Carlos Esquivel Guerra

Dossier

Carlos Esquivel Guerra es un nombre referencial en las actuales letras cubanas. Miembro de una generación de reconocido poetas, ha impuesto su estilo personal en una prolífica y sólida obra que le han valido el respeto de los más importates críticos cubanos en el género. Su narrativa, de una singularidad expresiva que lo diferencia de las modalidades narrativas imperantes en su generación y en el país, lo convierten además en una exquisita voz del cuento y la novela. Sobre su impacto, el escritor cubano José Kozer ha dicho:

Poesía que siendo cubana remueve lo cubano y se mueve en direcciones que van volviendo la poesía cubana en una poesía abierta, tumultuosamente tranquila, no señera y soberana, sino rala e inmensa. Poeta referencial, estructuras ortodoxas en las que incrusta la propia desazón arraigada en la desazón de la patria devastación, la construcción en la ruina y con las ruinas ir trazando desde el polvo y la caída (el gordo Lezama cae, qué no habrá desfondado) y mediante la ironía una continuación discontinua, una poesía que con otros poetas de su generación van desbrozando calidad en caminos más inéditos que se acercan a la necesidad de lo ulterior, que está a la mano, intuyen.

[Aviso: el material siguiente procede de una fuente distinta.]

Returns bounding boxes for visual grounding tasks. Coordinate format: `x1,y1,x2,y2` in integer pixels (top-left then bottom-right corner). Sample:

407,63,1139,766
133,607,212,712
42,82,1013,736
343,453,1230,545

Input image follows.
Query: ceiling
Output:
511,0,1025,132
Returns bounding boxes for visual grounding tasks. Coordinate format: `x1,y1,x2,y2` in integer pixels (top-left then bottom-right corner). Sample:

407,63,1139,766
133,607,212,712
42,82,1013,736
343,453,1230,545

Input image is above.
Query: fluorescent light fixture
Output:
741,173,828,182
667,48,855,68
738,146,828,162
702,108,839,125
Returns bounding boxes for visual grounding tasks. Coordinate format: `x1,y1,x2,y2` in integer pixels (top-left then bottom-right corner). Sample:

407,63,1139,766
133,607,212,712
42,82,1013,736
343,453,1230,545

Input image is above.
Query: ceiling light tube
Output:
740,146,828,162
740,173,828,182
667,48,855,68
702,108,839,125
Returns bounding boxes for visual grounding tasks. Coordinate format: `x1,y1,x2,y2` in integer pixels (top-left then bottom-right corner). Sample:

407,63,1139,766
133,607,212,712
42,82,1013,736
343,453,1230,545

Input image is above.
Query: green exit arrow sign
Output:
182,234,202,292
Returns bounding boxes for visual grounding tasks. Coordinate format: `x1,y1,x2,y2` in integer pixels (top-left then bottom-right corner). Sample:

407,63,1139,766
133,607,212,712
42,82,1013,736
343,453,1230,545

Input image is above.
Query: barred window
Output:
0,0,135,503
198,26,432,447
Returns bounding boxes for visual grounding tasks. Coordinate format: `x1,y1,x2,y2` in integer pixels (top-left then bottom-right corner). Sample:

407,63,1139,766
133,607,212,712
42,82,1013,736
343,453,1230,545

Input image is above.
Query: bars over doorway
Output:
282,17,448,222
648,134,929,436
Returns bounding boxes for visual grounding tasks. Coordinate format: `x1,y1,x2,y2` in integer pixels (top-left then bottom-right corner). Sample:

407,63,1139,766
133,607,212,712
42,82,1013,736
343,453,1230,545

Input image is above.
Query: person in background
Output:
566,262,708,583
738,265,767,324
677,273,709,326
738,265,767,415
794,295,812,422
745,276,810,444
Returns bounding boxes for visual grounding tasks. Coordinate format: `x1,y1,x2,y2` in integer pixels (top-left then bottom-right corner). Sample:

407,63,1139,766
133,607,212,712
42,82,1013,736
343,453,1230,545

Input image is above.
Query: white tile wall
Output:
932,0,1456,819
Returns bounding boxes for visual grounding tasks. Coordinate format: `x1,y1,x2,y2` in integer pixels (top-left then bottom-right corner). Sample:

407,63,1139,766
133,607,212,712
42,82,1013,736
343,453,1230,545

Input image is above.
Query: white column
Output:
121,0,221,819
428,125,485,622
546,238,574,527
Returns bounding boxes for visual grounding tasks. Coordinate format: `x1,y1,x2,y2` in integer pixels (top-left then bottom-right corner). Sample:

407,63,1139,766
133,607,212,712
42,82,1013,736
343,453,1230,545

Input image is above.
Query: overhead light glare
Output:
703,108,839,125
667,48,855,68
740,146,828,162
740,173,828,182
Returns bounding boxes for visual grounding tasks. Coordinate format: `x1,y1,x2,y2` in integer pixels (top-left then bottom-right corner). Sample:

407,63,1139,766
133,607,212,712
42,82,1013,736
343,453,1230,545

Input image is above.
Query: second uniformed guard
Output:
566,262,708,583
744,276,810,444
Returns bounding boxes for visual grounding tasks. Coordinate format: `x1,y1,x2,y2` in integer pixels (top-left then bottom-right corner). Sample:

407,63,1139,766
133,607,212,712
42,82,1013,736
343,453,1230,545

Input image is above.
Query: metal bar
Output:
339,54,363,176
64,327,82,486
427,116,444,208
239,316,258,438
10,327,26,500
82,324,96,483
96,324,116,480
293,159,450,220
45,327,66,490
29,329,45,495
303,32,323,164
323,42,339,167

Tanto la poesía como la narrativa de Carlos Esquivel Guerra sobrepasan los límites de su natal Elia, en el oriente rural del país, y se lanzan a conquistar la universalidad que toda obra literaria aspira. Su humildad, su sencillez y su cordialidad, también, le han granjeado la admiración de escritores cubanos de todas las generaciones. Uno de ellos, el recientemente fallecido Pedro López Cerviño, escribió de este autor lo siguiente:

Carlos Esquivel  es sin dudas uno de los grandes escritores actuales. Nada del realismo burdo hallaremos en los trazos con que llena la página en blanco  como si los escribiera sobre nuestra misma piel. Asume las encrucijadas del hombre como si fueran propias y da voz al secreto, al entredicho, a la pregunta jamás respondida. El cine, las guerras, los fantasmas del pasado, la memoria del país, el béisbol, el futboll… Todas las pasiones se vuelcan en única vorágine. Cada cuento, cada poema nos deja una angustiosa cicatriz, la misma que le dejó a él  el trance de la escritura como un acto de Fe, una autobiografía  nostálgica y terrible, una pesada carga de la que no puede desasirse. En el cuento, la novela, el verso blanco, la décima, Carlos Esquivel se muestra renovador, revolucionario en todo el sentido que abarca el concepto, trasgresor, intertextual en todas sus múltiples lecturas y saberes. Un escritor maduro que escribe lo que sabe porque sabe lo que escribe.

OtroLunes, entonces, agradece a Carlos Esquivel Guerra toda la colaboración prestada para poder presentar a uestros lectores este breve dossier sobre su imprescindible obra.